During my second year at EarthCorps, I led volunteer events across Seattle. You meet a lot of folks when leading crews: older folks, younger folks, students, or random community members. It was really fun to see all sorts of people come out. At the beginning of the day, they would be very shy with each other and there would be a hesitance to engage, but over the course of just four hours, they would accomplish a lot of work and form connections with other people as well as with the work that they’re doing. I think that’s really important. Protecting the the environment and caring about your surroundings comes first from building connections with other people while they’re in those spaces. Creating positive and powerful memories of the outdoors fosters a care for the outdoors.

What has been your experience as a person of color in environmental
spaces?

I appreciate that EarthCorps gives folks of all backgrounds opportunities to be involved in this kind of work. I didn’t have the kind of experience that I thought would seem valuable on paper, but through the interview process, the folks that I spoke with decided that they saw something in me worth pursuing. When I was hired, the person that offered me the position said that I was a ‘wildcard.’’ Despite the fact that I had very little experience working or being in the outdoors, EarthCorps saw a spark of something in me that made them feel confident enough to give me a chance. So the only reason why I’m out here is because somebody gave me an opportunity. Somebody saw something in me aside from what I had on paper, and I think that’s really important. Being outside and recreating outside is a privilege for many folks. I thought lack of access to the outdoors would be a detriment to my ability to get a job at EarthCorps. But I think EarthCorps’ hiring process proves that no matter what your level of experience is, everyone can learn to be a leader outdoors.

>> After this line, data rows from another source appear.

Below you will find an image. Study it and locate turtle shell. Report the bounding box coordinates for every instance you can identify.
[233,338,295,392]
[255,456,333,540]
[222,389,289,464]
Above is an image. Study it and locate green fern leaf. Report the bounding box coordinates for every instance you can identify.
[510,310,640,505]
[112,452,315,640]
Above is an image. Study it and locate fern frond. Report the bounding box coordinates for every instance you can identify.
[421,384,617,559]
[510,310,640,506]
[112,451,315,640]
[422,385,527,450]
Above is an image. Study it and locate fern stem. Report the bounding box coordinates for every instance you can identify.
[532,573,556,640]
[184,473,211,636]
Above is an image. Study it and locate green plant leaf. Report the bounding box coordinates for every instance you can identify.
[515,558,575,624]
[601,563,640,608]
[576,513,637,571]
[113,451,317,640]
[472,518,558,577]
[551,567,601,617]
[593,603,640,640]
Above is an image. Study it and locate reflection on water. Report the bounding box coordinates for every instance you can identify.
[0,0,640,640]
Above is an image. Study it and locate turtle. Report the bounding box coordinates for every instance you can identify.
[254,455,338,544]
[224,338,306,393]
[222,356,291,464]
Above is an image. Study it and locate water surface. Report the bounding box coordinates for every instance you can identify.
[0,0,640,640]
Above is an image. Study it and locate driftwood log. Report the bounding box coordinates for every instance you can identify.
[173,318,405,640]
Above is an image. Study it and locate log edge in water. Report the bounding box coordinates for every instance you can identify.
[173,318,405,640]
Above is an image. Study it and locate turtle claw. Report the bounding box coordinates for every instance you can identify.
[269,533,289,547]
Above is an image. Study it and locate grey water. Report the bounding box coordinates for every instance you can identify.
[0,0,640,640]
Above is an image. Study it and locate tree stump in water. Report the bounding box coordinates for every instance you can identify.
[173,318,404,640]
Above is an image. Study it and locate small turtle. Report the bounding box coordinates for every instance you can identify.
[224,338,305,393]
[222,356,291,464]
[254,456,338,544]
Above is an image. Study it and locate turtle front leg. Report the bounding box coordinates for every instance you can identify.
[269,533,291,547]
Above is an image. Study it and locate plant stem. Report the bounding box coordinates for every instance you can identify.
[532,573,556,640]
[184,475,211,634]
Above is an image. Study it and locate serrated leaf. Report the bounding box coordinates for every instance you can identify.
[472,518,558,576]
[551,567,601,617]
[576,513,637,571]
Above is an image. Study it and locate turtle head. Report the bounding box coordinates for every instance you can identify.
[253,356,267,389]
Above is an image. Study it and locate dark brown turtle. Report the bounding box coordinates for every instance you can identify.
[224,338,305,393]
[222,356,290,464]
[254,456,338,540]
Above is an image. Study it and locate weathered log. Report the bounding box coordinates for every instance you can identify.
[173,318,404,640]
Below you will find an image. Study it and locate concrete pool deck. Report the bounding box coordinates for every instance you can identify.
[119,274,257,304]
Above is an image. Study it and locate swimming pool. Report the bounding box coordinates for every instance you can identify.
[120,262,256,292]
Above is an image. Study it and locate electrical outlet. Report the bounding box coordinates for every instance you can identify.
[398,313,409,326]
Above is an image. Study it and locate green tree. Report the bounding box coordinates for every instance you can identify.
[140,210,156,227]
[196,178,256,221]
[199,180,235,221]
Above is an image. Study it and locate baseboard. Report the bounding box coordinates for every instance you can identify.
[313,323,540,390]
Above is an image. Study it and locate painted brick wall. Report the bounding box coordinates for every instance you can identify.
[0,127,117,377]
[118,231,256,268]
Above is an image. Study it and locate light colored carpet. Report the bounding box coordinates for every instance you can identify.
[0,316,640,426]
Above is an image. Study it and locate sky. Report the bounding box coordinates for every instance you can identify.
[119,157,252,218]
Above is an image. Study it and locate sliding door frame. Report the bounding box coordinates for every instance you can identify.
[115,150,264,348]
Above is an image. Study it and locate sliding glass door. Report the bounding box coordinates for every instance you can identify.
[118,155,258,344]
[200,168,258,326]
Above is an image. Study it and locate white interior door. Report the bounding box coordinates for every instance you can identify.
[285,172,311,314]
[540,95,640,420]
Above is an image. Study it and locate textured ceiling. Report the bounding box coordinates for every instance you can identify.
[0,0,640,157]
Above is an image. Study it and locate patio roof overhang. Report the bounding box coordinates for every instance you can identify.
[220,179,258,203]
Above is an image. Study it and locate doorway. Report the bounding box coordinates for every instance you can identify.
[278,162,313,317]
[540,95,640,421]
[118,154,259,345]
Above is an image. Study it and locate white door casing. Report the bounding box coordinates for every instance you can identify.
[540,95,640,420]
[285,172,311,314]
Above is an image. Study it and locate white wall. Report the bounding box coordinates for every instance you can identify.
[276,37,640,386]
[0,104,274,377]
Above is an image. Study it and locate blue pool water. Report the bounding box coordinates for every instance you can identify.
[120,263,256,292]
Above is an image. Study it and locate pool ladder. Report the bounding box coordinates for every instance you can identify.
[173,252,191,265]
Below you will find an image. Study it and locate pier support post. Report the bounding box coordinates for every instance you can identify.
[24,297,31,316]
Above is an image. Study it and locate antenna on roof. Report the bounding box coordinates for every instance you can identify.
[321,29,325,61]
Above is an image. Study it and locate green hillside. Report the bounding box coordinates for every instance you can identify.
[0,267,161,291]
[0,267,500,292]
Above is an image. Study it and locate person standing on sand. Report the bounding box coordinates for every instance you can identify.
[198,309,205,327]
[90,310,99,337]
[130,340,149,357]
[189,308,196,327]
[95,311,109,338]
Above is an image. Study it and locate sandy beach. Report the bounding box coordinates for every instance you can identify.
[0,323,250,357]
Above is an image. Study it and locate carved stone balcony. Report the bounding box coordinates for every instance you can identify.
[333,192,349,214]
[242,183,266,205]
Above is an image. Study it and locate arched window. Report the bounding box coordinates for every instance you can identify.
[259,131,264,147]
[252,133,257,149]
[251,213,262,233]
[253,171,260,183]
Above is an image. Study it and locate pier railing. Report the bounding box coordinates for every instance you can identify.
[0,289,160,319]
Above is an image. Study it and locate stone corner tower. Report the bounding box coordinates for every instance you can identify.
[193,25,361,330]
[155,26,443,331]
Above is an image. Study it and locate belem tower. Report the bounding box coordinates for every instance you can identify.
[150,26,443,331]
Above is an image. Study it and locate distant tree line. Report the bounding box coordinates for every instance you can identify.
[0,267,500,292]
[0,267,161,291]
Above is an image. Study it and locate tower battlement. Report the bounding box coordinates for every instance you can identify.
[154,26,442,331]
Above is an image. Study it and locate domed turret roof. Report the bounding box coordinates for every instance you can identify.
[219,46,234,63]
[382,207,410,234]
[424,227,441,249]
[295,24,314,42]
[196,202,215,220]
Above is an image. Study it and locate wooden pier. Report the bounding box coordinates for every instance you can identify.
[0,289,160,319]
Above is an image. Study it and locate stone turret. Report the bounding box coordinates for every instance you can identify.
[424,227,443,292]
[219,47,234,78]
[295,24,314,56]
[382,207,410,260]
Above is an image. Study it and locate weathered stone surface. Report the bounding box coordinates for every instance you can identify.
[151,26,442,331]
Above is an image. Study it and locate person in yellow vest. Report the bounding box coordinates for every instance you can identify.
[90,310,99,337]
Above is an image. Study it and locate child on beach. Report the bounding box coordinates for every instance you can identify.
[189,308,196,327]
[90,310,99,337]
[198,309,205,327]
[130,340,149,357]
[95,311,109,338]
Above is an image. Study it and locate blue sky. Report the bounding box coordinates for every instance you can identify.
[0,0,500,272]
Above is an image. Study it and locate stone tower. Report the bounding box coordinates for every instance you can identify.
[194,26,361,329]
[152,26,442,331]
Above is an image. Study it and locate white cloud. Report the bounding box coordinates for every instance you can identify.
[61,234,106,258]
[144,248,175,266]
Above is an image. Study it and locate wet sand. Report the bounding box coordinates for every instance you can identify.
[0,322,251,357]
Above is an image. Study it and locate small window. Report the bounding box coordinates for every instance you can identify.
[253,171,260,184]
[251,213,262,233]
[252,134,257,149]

The environmental non-profit realm is largely a white movement. For instance, if you look at EarthCorps’ structure, it’s comprised mostly by white staff members, and the non-international corps members are also mostly white. My experience at Washington Trails Association, which is where I work now, is very similar. Environmentalism and environmental protection can’t exist within a bubble. If we want to really create a new generation of environmental stewards, all voices need to be involved and valued and all perspectives have to be considered. If this movement either intentionally or unintentionally exploits or excludes the perspectives and voices of the people who are most likely to be immediately affected by environmental degradation, we would be silencing an entire chunk of the population that could otherwise be fighting and advocating for the protection and restoration of our public lands.

What leadership skills did you learn during your Corps years that
have better allowed you to be successful?

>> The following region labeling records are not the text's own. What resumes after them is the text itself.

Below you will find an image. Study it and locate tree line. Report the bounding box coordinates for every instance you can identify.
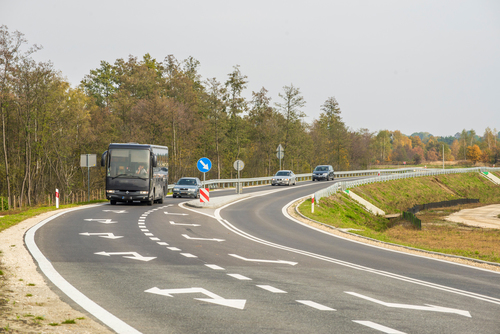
[0,26,500,209]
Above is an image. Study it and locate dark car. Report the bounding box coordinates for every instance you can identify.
[271,170,297,186]
[172,177,201,198]
[312,165,335,181]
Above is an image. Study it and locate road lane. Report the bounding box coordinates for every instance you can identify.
[31,184,499,333]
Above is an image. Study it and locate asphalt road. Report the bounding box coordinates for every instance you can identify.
[27,182,500,333]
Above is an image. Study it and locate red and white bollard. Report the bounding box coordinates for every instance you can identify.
[311,194,314,213]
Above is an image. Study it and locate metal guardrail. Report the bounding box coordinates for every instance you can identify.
[168,168,434,190]
[314,167,500,201]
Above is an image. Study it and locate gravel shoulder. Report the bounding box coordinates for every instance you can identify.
[0,202,500,334]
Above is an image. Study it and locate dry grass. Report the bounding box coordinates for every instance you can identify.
[299,173,500,263]
[384,205,500,262]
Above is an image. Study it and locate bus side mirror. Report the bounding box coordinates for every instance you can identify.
[101,151,108,167]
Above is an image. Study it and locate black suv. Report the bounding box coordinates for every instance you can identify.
[312,165,335,181]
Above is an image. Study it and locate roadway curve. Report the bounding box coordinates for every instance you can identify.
[26,182,500,333]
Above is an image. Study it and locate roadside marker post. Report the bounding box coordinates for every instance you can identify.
[311,194,314,213]
[196,158,212,186]
[200,188,210,203]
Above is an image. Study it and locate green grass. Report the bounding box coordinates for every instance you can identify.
[299,173,500,263]
[0,200,107,232]
[352,173,500,214]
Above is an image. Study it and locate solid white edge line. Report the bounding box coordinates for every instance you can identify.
[24,205,141,334]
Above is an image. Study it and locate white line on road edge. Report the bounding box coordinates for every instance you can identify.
[353,320,406,334]
[24,205,141,334]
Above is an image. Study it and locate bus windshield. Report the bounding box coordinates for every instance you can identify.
[107,149,150,178]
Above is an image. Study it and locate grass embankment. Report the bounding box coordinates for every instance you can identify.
[299,173,500,262]
[0,200,106,232]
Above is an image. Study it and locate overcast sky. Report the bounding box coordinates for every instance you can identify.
[0,0,500,136]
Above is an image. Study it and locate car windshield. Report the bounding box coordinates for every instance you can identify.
[177,179,196,186]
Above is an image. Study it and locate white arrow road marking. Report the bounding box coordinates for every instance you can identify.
[200,160,208,170]
[206,264,225,270]
[227,274,252,281]
[345,291,471,318]
[182,234,226,242]
[296,300,336,311]
[229,254,298,266]
[164,211,188,216]
[80,232,123,239]
[144,287,246,310]
[84,218,118,224]
[257,285,287,293]
[353,320,406,334]
[94,252,156,261]
[170,222,201,226]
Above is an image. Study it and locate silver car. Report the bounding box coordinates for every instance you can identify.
[172,177,201,198]
[271,170,297,186]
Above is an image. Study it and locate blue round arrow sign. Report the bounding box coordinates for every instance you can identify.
[196,158,212,173]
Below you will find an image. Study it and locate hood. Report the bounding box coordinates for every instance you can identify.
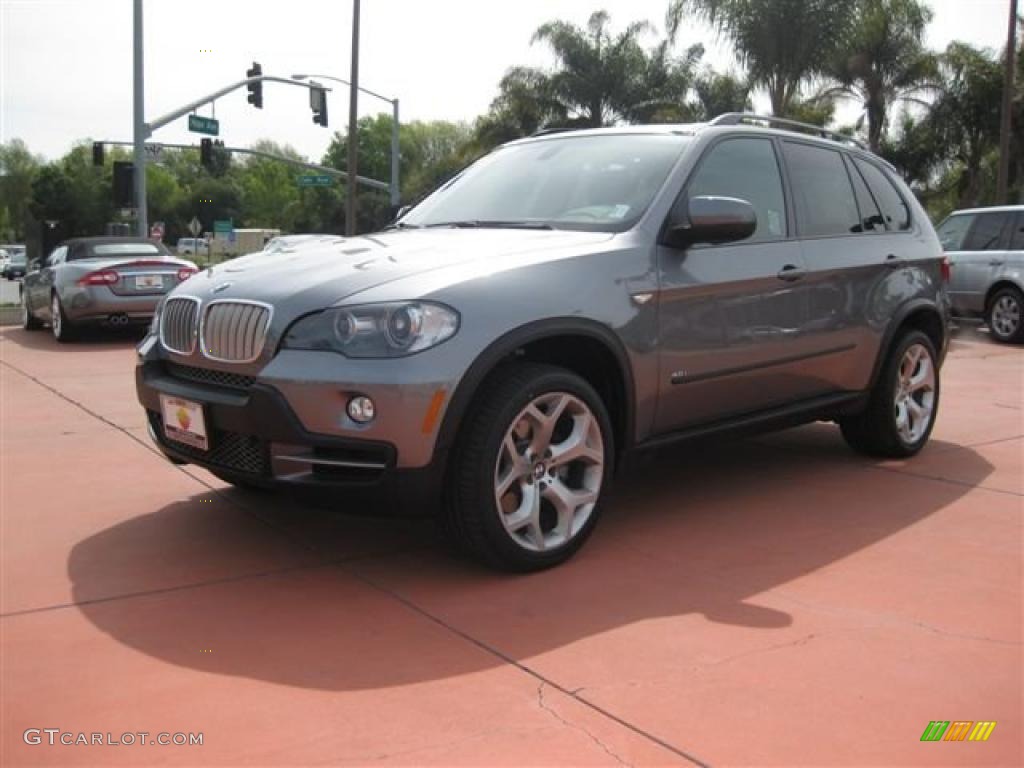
[174,229,610,316]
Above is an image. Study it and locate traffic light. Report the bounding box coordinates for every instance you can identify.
[309,85,327,128]
[114,160,135,208]
[246,61,263,110]
[199,138,213,170]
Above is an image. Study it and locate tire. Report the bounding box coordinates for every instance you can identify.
[441,362,615,572]
[840,331,939,459]
[985,286,1024,344]
[22,294,43,331]
[50,293,77,344]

One thing that has been really important is more confidence in my physical ability. I never would have considered myself an athlete growing up. I’m really surprised that I was motivated enough to finish my first year. It was a really grueling experience. Knowing that I can push myself beyond what I ever thought I could is really important. I had never tried to push that edge before, but when I finally did, I realized I could push it even further.

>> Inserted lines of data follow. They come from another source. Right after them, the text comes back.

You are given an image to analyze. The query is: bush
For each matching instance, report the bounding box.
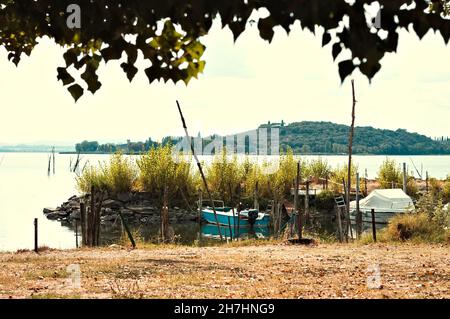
[382,212,450,243]
[76,166,107,194]
[102,153,137,195]
[308,158,332,179]
[76,153,137,195]
[378,158,403,188]
[316,191,335,211]
[137,144,199,201]
[331,162,358,193]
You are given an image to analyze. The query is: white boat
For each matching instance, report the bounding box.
[350,188,415,224]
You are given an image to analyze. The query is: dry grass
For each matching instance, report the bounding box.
[0,242,450,298]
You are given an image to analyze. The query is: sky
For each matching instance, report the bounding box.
[0,13,450,145]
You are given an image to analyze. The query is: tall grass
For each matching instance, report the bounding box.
[76,153,137,195]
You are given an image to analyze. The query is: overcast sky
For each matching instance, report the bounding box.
[0,15,450,144]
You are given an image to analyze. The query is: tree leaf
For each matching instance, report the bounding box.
[67,84,84,102]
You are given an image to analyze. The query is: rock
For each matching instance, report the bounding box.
[43,207,57,214]
[117,193,133,203]
[46,212,60,220]
[100,214,119,222]
[70,210,81,219]
[102,199,122,208]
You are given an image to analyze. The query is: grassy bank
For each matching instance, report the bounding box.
[0,242,450,298]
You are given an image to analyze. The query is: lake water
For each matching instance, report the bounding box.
[0,153,450,251]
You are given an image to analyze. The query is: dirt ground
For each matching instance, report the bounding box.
[0,244,450,298]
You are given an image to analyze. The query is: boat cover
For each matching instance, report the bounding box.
[350,188,415,212]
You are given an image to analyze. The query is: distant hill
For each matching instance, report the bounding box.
[0,144,75,153]
[268,121,450,155]
[70,121,450,155]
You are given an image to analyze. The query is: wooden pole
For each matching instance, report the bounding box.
[305,181,309,224]
[75,219,78,248]
[197,189,203,224]
[342,178,350,242]
[346,80,356,242]
[356,172,362,238]
[34,218,39,253]
[371,208,377,242]
[403,163,406,193]
[176,101,223,240]
[227,216,233,240]
[80,201,87,246]
[294,161,303,239]
[336,207,344,243]
[118,211,136,248]
[52,146,56,175]
[364,168,368,196]
[253,181,259,211]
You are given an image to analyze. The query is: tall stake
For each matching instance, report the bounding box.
[294,161,303,239]
[356,172,362,238]
[177,101,223,240]
[403,163,407,193]
[345,80,356,242]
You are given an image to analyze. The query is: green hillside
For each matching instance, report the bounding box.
[270,121,450,155]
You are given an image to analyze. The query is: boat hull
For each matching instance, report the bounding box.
[202,209,270,227]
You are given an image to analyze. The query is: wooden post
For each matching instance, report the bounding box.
[34,218,39,253]
[364,168,368,196]
[47,155,52,176]
[75,219,78,248]
[355,172,362,238]
[161,186,169,242]
[336,207,344,243]
[253,181,259,211]
[294,161,303,239]
[346,80,356,242]
[52,146,56,175]
[80,201,87,246]
[119,211,136,248]
[403,163,407,193]
[371,208,377,242]
[227,216,233,240]
[305,181,309,223]
[197,189,203,223]
[342,178,351,242]
[176,101,223,240]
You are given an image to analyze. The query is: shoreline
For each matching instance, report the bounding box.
[0,242,450,299]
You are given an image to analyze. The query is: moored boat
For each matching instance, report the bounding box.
[350,189,415,224]
[202,207,270,227]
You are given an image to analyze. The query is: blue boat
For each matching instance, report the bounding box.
[201,224,270,239]
[202,207,270,228]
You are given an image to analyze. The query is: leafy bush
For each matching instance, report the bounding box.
[101,153,137,194]
[307,157,332,179]
[382,212,450,243]
[137,144,197,201]
[76,153,137,194]
[316,191,335,211]
[378,158,403,188]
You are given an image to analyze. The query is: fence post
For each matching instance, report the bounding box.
[34,218,39,252]
[371,208,377,242]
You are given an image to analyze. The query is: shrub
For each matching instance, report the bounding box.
[101,153,137,195]
[308,158,332,179]
[316,191,334,210]
[137,144,198,202]
[378,158,403,188]
[382,212,450,243]
[76,166,107,194]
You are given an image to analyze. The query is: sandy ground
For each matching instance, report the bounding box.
[0,244,450,298]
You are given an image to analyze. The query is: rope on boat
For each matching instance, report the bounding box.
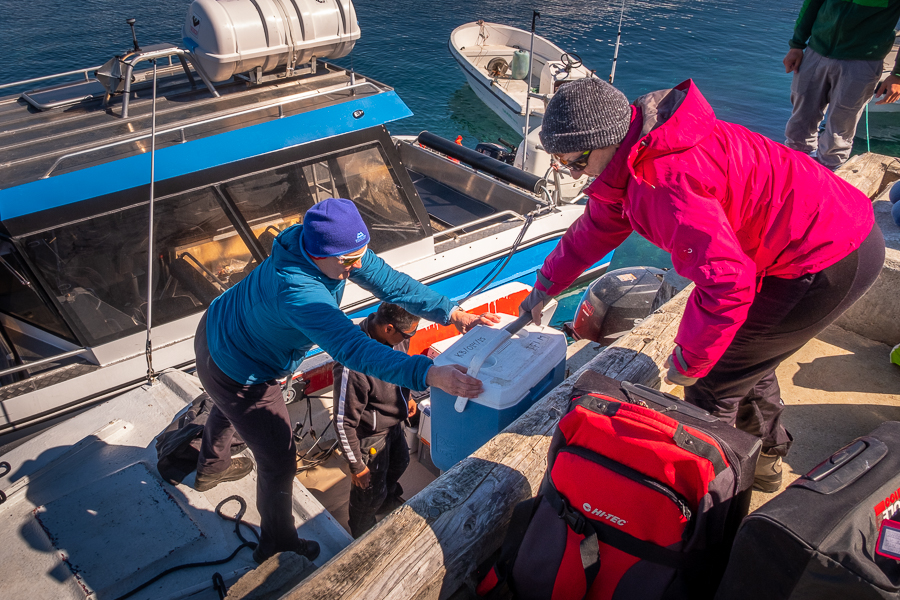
[144,59,156,383]
[116,496,259,600]
[459,211,536,304]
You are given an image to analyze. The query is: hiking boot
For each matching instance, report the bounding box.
[194,457,253,492]
[253,538,320,565]
[753,453,781,494]
[375,494,406,515]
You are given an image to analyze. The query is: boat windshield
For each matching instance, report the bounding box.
[21,143,427,345]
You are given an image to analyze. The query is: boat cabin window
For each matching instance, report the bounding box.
[0,241,75,342]
[24,188,256,345]
[14,142,427,345]
[219,144,426,254]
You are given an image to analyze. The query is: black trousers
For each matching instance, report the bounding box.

If you were to give a piece of advice to your twenty-three-year-old
self, what would you say?

I encourage you to really immerse yourself in every single moment and aspect of this experience over the next two years because they will impact you in ways that you could have never expected and when the two years are done with, you will walk away with a greater understanding of yourself, other people and your ability to make a tangible impact. Hold onto those moments and those memories and those people, because they’re going to mean a lot to you. Everyone I knew at EarthCorps has dispersed across the world, and maybe I’ll never see some of them ever again, but I think it’s really beautiful that these experiences provided that opportunity to connect with people all around the world for at least one moment, regardless of wherever we all might go.